There may be an exception, however: our boat, “Sea Hunt.” I staged almost all my boating adventures from the Deception Pass Marina, home to a Hunt boat continuously for the past thirty years. I met some of my best friends on the marina’s creaky docks.
Soon after picking up Sea Hunt in 2006, my wife, two children—ages eight and twelve at the time—and I struck out on the 180-mile journey to Desolation Sound. Over the years, we took multiple family trips to Hotham Sound, Princess Louisa Inlet, Victoria, and the Gulf Islands, as well as countless local San Juan Island visits.
We made hundreds of dives in the off-season from Sea Hunt, many in Deception Pass. The family would return to the boat when summer arrived for crabbing and socializing with boating friends.
Sea Hunt found the Lost Intruder, an A-6 Attack jet that I had personally flown. It crashed in Rosario Strait in 1989, but the Navy—despite the use of four ships and state-of-the-art search equipment—could never locate the wreckage.

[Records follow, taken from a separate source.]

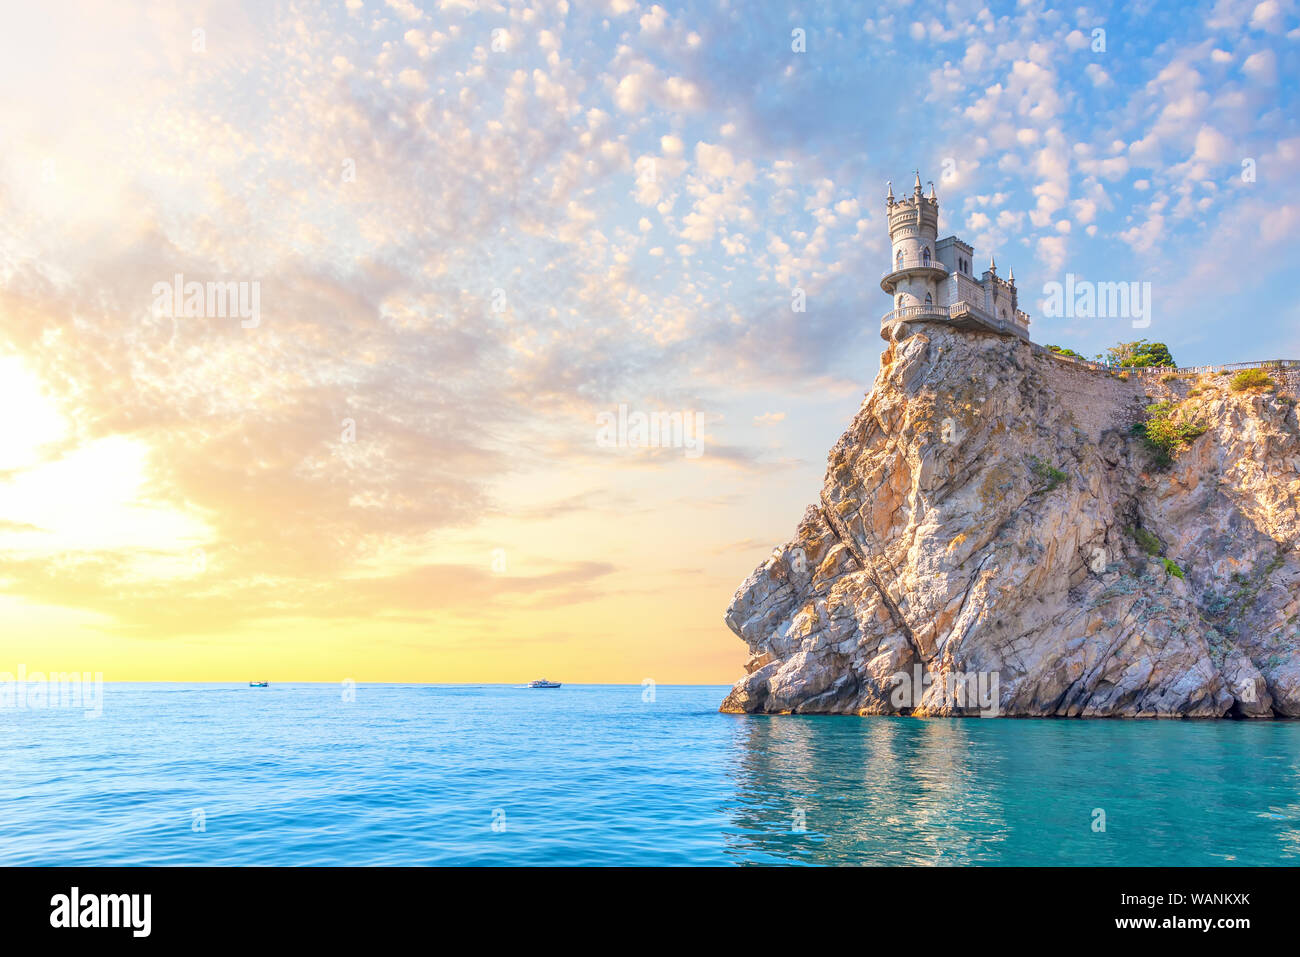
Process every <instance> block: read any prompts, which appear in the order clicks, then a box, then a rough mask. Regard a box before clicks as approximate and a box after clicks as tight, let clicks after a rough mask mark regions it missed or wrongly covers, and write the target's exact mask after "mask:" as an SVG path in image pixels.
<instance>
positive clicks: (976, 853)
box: [0, 684, 1300, 866]
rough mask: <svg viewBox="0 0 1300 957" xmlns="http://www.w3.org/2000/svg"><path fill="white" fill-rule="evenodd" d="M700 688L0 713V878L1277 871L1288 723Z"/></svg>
mask: <svg viewBox="0 0 1300 957" xmlns="http://www.w3.org/2000/svg"><path fill="white" fill-rule="evenodd" d="M725 692H727V688H724V687H702V685H685V687H681V685H679V687H673V685H658V687H653V685H647V687H642V685H627V687H624V685H571V684H565V685H563V687H562V688H559V689H528V688H525V687H513V685H499V684H498V685H493V684H485V685H396V684H376V685H365V684H359V685H355V687H351V685H344V687H341V685H334V684H272V685H270V687H268V688H248V687H247V685H234V684H105V685H104V687H103V702H101V713H100V714H98V715H95V714H94V713H92V711H91V713H87V709H83V707H66V706H65V707H48V706H45V707H30V706H29V707H17V706H14V707H8V709H3V710H0V865H504V866H516V865H517V866H537V865H593V866H606V865H621V866H642V865H649V866H659V865H668V866H680V865H711V866H732V865H937V866H952V865H993V866H1000V865H1049V866H1050V865H1062V866H1065V865H1070V866H1075V865H1138V866H1148V865H1149V866H1156V865H1230V866H1240V865H1295V863H1300V722H1271V720H1270V722H1234V720H1216V722H1209V720H1073V719H1061V720H1050V719H1048V720H1028V719H980V718H969V719H911V718H854V716H800V715H793V716H757V715H749V716H740V715H727V714H719V713H718V705H719V702H720V701H722V700H723V697H724V694H725Z"/></svg>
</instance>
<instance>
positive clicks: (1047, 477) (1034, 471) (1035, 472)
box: [1030, 459, 1070, 492]
mask: <svg viewBox="0 0 1300 957" xmlns="http://www.w3.org/2000/svg"><path fill="white" fill-rule="evenodd" d="M1030 468H1031V471H1032V472H1034V475H1036V476H1037V477H1039V479H1041V480H1043V481H1044V482H1047V486H1048V488H1047V490H1048V492H1052V489H1054V488H1056V486H1057V485H1060V484H1061V482H1063V481H1065V480H1066V479H1069V477H1070V476H1067V475H1066V473H1065V472H1062V471H1061V469H1060V468H1052V465H1049V464H1048V463H1045V462H1041V460H1039V459H1034V460H1032V462H1031V463H1030Z"/></svg>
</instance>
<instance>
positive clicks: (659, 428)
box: [595, 403, 705, 459]
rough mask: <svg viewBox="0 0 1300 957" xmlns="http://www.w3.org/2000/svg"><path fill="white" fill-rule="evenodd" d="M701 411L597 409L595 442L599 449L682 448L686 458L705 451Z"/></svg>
mask: <svg viewBox="0 0 1300 957" xmlns="http://www.w3.org/2000/svg"><path fill="white" fill-rule="evenodd" d="M702 424H703V415H702V413H701V412H692V411H684V412H633V411H629V410H628V406H627V403H620V404H619V411H617V412H598V413H597V416H595V425H597V429H595V443H597V446H599V447H601V449H684V450H685V455H686V458H688V459H698V458H699V456H701V455H703V452H705V437H703V434H702V432H703V429H702V428H701V426H702Z"/></svg>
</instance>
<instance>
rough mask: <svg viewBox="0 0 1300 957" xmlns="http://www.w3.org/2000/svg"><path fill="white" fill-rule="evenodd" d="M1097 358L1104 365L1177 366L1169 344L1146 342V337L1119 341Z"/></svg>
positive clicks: (1163, 343) (1143, 368)
mask: <svg viewBox="0 0 1300 957" xmlns="http://www.w3.org/2000/svg"><path fill="white" fill-rule="evenodd" d="M1097 359H1099V360H1100V361H1102V363H1105V364H1106V365H1121V367H1123V368H1128V369H1144V368H1149V367H1152V365H1164V367H1167V368H1171V369H1177V368H1178V363H1175V361H1174V356H1173V355H1171V354H1170V351H1169V346H1166V345H1165V343H1164V342H1147V339H1138V341H1136V342H1119V343H1117V345H1114V346H1112V347H1110V348H1108V350H1106V351H1105V352H1102V354H1101V355H1099V356H1097Z"/></svg>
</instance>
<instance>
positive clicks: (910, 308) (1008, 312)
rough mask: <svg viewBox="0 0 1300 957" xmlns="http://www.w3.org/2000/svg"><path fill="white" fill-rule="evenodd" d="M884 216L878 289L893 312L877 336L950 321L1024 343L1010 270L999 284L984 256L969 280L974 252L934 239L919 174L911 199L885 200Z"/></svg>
mask: <svg viewBox="0 0 1300 957" xmlns="http://www.w3.org/2000/svg"><path fill="white" fill-rule="evenodd" d="M885 212H887V213H888V216H889V244H891V248H889V268H888V269H887V270H885V273H884V276H883V277H881V278H880V289H883V290H884V291H885V293H888V294H889V298H891V299H893V308H892V309H891V311H889V312H887V313H885V315H884V316H883V317H881V320H880V335H881V337H884V338H887V339H888V338H891V337H893V334H894V332H896V330H897V329H898V326H900V324H902V322H950V324H952V325H957V326H961V328H963V329H979V330H984V332H992V333H997V334H1000V335H1018V337H1021V338H1023V339H1028V338H1030V317H1028V315H1026V313H1024V312H1021V309H1019V300H1018V298H1017V294H1015V270H1014V269H1013V270H1010V272H1009V273H1008V277H1006V278H1005V280H1004V278H1002V277H1001V276H998V274H997V264H996V263H995V261H993V257H992V256H989V260H988V269H985V270H984V273H983V276H980V278H978V280H976V278H975V277H974V267H972V265H971V263H972V260H974V256H975V250H974V248H972V247H971V246H970V244H967V243H965V242H962V241H961V239H958V238H957V237H956V235H950V237H948V238H945V239H939V198H937V196H935V183H933V182H931V183H930V195H928V196H926V195H923V194H922V190H920V172H918V173H917V185H915V187H914V189H913V194H911V195H910V196H907V198H906V199H902V200H896V199H894V195H893V182H891V183H889V192H888V195H887V196H885Z"/></svg>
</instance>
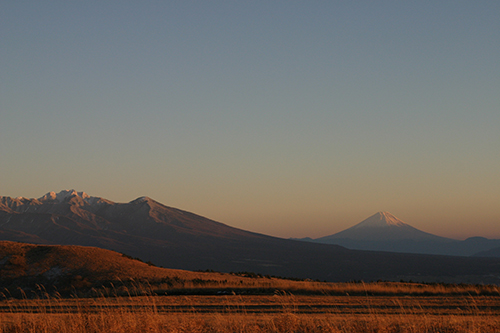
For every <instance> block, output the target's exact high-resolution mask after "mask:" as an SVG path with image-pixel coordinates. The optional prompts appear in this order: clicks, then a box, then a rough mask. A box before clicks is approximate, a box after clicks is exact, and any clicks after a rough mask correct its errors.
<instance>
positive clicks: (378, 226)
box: [317, 212, 451, 243]
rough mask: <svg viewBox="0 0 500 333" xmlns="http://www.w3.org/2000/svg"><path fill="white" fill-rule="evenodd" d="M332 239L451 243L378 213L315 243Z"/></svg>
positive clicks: (435, 236)
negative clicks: (350, 226) (352, 226)
mask: <svg viewBox="0 0 500 333" xmlns="http://www.w3.org/2000/svg"><path fill="white" fill-rule="evenodd" d="M333 239H351V240H359V241H401V240H412V241H430V240H432V241H448V240H449V241H451V239H448V238H444V237H440V236H436V235H433V234H430V233H427V232H424V231H421V230H418V229H417V228H414V227H412V226H411V225H409V224H406V223H404V222H403V221H401V220H400V219H398V218H397V217H396V216H394V215H392V214H391V213H389V212H378V213H376V214H374V215H372V216H370V217H369V218H367V219H365V220H363V221H361V222H360V223H358V224H356V225H355V226H353V227H350V228H348V229H345V230H343V231H341V232H338V233H336V234H333V235H330V236H325V237H321V238H318V239H317V241H319V242H322V243H329V240H333Z"/></svg>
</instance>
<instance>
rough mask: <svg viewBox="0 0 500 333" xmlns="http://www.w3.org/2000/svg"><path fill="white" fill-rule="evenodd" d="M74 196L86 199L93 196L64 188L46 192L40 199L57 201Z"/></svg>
mask: <svg viewBox="0 0 500 333" xmlns="http://www.w3.org/2000/svg"><path fill="white" fill-rule="evenodd" d="M72 197H80V198H82V199H83V200H85V201H89V199H91V198H92V197H91V196H90V195H88V194H87V193H85V192H77V191H75V190H62V191H60V192H59V193H56V192H53V191H52V192H49V193H47V194H45V195H44V196H43V197H40V198H38V200H39V201H57V202H63V201H65V200H68V199H70V198H72Z"/></svg>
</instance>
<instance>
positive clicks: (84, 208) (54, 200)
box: [0, 190, 500, 283]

For over a decade, the beat-up 32-foot “motor yacht” (the official Model name) was probably the most used boat in Coronet Bay. Midnight runs with half the marina aboard were common, battling the swift currents in tiny Canoe Pass at night, occasionally going through backwards. We put the 1987 Bayliner through the wringer, adding 2,200 hours to each diesel engine.
With do-it-yourself maintenance becoming problematic and the boat increasingly less comfortable for me, the time has come. Sea Hunt is the sole “thing” that I will truly miss from my life.
This morning, to prepare the boat for sale, I took down my AARP card collection from where the fifty or so cards had accumulated above the helm. Why AARP cards? If you refuse to join, the AARP keeps on sending them. It was my version of giving a not-so-subtle middle finger to aging.
Maybe the AARP got the last laugh, after all, I consider, smiling broadly, shake my head, and marvel, “Ain’t life grand?”